KANSAS CITY, Mo. — Frank should be retired by now, enjoying the fruits of his labor on an island somewhere while sipping on an umbrella drink. After all, the Kansas City man saved a tidy sum for his golden years in his IRA and 401(k).
Until he gambled it away.
All of it. A half a million dollars.
Now 75, Frank can’t afford to retire.
Worse, six years into his recovery as a compulsive gambler, and after declaring bankruptcy, he still feels the seductive tug — the urge, he calls it — of high-stakes wagering.
Especially in March.
“I’ve always said … March is the hardest to get through because of the tournament,” said Frank, a member of a local Gamblers Anonymous group who, as such, prefers to go by his first name only.
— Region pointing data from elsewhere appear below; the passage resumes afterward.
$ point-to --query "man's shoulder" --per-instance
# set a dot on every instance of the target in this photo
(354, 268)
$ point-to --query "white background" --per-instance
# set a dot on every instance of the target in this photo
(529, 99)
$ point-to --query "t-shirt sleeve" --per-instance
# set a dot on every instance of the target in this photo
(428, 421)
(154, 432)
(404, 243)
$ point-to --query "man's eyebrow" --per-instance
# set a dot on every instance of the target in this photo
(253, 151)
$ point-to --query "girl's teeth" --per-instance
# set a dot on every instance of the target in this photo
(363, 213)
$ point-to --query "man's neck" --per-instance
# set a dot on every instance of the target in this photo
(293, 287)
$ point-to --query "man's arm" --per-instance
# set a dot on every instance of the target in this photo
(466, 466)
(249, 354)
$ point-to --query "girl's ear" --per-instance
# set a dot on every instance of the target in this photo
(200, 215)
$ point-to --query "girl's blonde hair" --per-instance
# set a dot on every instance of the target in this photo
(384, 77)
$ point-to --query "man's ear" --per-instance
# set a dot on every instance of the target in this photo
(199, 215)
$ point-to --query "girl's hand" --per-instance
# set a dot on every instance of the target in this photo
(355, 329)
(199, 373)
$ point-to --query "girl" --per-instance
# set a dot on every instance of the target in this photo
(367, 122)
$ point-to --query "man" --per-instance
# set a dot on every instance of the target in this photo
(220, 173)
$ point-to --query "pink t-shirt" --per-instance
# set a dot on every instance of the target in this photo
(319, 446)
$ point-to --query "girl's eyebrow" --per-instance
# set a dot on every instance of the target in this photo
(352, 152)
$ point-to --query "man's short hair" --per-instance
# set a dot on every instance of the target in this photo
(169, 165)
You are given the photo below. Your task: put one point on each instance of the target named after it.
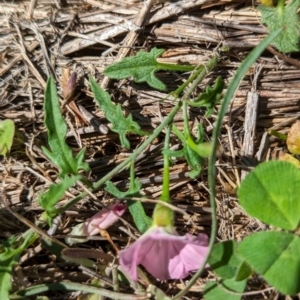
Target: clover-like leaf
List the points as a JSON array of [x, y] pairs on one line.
[[283, 16], [271, 193], [217, 291], [275, 256]]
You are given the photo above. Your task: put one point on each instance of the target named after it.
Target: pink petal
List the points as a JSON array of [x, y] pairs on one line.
[[165, 255], [105, 218], [102, 220]]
Keith Whyte, executive director of the National Council on Problem Gambling in Washington, D.C., sees the struggle every year at the peak of college basketball season. That’s a big reason March is National Problem Gambling Awareness Month.
“For a recovering sports gambler, March Madness provides madness in a very real sense of the word,” Whyte said. “The incessant talk of brackets and relentless media coverage can be an irresistible trigger. For the problem gambler, the psychology is they are only one bet away from winning everything back.”
This year, bettors will drop an estimated $120 million on March Madness games in Las Vegas alone, topping the record $98.5 million wagered earlier this year on the Super Bowl, said Jimmy Vaccaro, oddsmaker and spokesman for William Hill U.S., which controls more than 100 sports books in Nevada. But for many problem gamblers, betting is not primarily about the money.
“March Madness’ biggest attraction is the multiplicity of chances you have to compete against so many different people,” Frank said. “That feeling of being in the action is one of the things that really gets the adrenaline flowing.”